Лежал в постели, вспоминал сказку о Баране и покачивал головой: глупый, чтобы не было беды, надрывает себя, ест через силу.

– Чепуха все эти приметы. Че-пу-ха! Живи честно, и тогда тебе никакая беда страшна не будет. И ты всегда будешь спать спокойно. По себе знаю.

Давняя история

Сказки черепахи Кири-Бум - i_014.png

На сказки черепахи Кири-Бум Ёж Иглыч приходил без всякой тревоги. Был уверен, что сказки рассказывают только о плутах, а он – не плут, значит, о нем и рассказывать Кири-Бум не будет. Сидел на пеньке, шуршал колючками и выкрикивал после каждой сказки:

– Так их, Кири-Бум, так их, мошенников. Крой их, припечатывай, чтобы у других плутовать охота отпала.

– Я для этого и рассказываю о вас сказки, чтобы других предостеречь, – сказала черепаха и, устроившись поудобнее на пеньке, начала новую сказку:

«Каких только историй не случается в лесу. Вот как-то расцвела на полянке бело-розовыми цветами Яблонька. Мимо бежал Ёж Иглыч. Приметил ее. Остановился.

– Цветешь? – спрашивает.

– Цвету, – отвечает Яблонька. – Первый раз в жизни цвету.

– Ну цвети, цвети, – сказал Ёж Иглыч и побежал дальше.

Яблонька отцвела. И стали полнеть, круглиться на ее ветвях яблочки. Случилось Ежу Иглычу опять пробегатъ мимо. Увидел он их, поинтересовался:

– Наливаются?

– Наливаются, – сказала Яблонька. – Первые в моей жизни.

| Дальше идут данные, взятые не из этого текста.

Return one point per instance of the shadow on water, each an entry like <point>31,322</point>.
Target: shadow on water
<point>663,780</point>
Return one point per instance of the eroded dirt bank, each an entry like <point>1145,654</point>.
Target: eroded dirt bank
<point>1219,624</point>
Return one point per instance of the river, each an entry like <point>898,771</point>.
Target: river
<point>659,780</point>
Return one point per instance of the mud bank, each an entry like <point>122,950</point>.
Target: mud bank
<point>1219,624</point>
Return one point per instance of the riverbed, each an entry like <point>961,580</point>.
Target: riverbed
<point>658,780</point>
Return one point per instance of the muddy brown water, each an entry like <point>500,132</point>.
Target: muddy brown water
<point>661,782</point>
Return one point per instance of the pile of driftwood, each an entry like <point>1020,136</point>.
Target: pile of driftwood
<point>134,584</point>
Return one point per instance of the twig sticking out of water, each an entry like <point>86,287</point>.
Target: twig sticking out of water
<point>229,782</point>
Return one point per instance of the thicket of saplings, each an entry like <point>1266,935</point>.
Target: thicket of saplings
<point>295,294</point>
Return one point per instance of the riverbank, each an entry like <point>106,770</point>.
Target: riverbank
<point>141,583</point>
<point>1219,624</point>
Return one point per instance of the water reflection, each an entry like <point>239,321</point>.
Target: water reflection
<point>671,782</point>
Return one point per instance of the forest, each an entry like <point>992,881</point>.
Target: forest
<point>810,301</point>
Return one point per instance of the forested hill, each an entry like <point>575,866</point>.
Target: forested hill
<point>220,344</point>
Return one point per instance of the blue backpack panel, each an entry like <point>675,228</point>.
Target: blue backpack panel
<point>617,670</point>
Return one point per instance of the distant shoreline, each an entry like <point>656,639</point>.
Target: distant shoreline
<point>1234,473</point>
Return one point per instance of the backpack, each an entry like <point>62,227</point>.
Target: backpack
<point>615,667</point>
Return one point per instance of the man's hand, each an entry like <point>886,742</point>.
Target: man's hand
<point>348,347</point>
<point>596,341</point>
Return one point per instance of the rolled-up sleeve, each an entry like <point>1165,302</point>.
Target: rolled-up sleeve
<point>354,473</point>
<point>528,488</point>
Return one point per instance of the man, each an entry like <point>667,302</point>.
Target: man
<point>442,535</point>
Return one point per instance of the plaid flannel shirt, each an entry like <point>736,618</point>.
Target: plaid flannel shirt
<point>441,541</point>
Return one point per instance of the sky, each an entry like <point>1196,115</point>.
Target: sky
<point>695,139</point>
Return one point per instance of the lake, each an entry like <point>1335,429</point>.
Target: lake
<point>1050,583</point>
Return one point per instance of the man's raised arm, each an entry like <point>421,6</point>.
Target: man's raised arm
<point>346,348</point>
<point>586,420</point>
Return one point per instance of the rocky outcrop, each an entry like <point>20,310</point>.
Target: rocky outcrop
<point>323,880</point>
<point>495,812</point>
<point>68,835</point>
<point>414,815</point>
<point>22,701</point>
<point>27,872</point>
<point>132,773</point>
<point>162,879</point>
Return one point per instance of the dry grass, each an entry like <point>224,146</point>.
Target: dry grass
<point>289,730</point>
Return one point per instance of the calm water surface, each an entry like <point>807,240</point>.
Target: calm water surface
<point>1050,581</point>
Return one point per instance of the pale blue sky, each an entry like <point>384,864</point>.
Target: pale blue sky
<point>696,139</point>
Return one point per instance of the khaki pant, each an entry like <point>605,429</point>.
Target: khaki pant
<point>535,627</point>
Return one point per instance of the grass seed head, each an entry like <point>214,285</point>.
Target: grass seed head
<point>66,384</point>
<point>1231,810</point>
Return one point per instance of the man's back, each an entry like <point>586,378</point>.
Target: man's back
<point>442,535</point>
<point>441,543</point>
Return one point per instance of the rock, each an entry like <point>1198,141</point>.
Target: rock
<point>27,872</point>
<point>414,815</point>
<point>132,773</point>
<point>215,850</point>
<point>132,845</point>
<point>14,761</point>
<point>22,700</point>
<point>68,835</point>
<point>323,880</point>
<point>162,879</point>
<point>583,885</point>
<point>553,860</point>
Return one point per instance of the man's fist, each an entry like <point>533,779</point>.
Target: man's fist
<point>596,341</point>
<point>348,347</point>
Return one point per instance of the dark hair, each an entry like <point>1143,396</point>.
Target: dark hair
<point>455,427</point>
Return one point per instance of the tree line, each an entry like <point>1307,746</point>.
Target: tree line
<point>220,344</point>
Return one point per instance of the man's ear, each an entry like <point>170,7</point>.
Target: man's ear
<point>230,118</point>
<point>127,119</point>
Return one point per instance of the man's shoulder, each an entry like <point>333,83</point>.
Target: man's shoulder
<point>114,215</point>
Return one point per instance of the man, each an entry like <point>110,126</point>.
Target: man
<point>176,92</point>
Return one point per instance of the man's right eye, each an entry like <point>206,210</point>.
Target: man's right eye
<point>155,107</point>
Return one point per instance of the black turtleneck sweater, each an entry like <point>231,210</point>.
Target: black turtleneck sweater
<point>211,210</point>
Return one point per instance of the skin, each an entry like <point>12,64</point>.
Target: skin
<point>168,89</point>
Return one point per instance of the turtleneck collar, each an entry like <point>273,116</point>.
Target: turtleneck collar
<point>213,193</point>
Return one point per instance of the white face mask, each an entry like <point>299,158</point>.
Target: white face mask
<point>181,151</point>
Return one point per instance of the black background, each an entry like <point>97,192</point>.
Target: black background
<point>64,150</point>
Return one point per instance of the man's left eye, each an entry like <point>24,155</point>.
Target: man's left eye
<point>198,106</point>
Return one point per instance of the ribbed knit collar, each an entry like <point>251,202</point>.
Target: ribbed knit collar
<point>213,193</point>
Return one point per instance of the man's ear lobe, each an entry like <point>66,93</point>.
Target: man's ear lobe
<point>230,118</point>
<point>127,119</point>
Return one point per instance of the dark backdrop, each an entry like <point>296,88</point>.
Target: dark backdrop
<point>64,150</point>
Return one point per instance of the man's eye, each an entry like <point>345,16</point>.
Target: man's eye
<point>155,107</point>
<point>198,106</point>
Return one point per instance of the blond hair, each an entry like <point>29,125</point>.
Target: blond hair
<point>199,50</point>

– Пусть наливаются, – сказал Ёж Иглыч и побежал дальше.

Налились на Яблоньке яблочки, стали сочными, круглыми. Солнышко их подрумянило. Прибежал Еж Иглыч, поморгал глазками.

– Какая ты стала. Прямо красавица. А яблочки, яблочки-то какие налитые. Стряхни-ка мне пяток.

Яблонька стряхнула. Ей было приятно, что Ёж Иглыч опять приметил ее, разговаривает с нею.

Съел Ёж Иглыч одно яблочко, а остальные наколол на иголки и унес к себе: дома пригодятся.

Дня через два опять прибежал к Яблоньке:

– Стоишь? Зеленеешь? Это хорошо. Зеленой, говорю, хорошо быть, молодой себя чувствовать… А яблочки-то, яблочки какие у тебя, так и светятся соком, прикоснись губами – и брызнут. Стряхни-ка мне пяток, я позабавлюсь.

И Яблонька стряхнула. Она была счастлива, что Ёж Иглыч опять пришел к ней. А он, как и в прошлый раз, одно яблочко съел, а остальные наколол на иголки и унес домой.